The Client from Hell
This collection of pulpy science fiction that takes on the publishing world will leave you side-eyeing books for weeks to come. Curtis, a prominent literary agent, pulls on his experience in publishing, poking fun and keeping readers laughing.
Some of these stories include aliens looking—and failing—to find intelligent life, an upset author questioning his editor at gunpoint over a royalties agreement, and a space traveler who comes, not as a peacemaker, but as the next big Hollywood story.
The main characters of Hot Properties sound like the set-up to a joke: an up-and-coming novelist with promise, a blocked novelist without scruples, a journalist, and a playwright sit down for a dinner party.
What follows are these four New York Yuppies flourishing and fading in the media world’s spotlight. Biting and snarky, Yglesias’s novel takes the reader through the 1980s media world, where commercialization and corporatization ran rampant, plowing down anything—and anyone— in its way.
From the Pulitzer Prize-winning author of The Amazing Adventures of Kavalier and Clay comes the fast-paced story of Grady Tripp, a washed-up writer, his sexually predatory editor, and a student with literary promise hidden behind a lying personality.
Together, these three men embark on a wild romp of adventures, intoxication, and the foibles of writers. Satirical, lyrical, and wickedly funny, Wonder Boys takes you on this fast-paced journey through the irresistible and destructive urges of a write, what Grady calls “the midnight disease.”
H. M. Pulham, Esquire
Both heartbreaking and hilarious, H. M. Pulham, Esquire is the story of a Harry Pulham preparing for his 25th Harvard Reunion.
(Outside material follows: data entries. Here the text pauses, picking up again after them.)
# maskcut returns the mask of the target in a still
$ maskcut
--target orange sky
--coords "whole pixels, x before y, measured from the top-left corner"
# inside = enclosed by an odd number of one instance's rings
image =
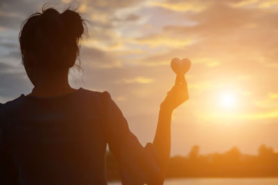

Pulham, tasked with collecting and presenting biographies of his classmates, comes to the realization that all of his classmates have led normal, boring lives of graduating, getting a job, and getting married—and he’s no exception.
As he looks through bio after bio, Pulham can’t help but remember his one venture outside the script of a good ol’ Harvard Boy— his time spent at a Manhattan Ad Agency and the independent woman he fell in love with before leaving it all to move back home. Sit back and enjoy as Pulitzer-prize winning author John P. Marquand gives readers a satirical look at the lives of the well-born boys of the 20th century.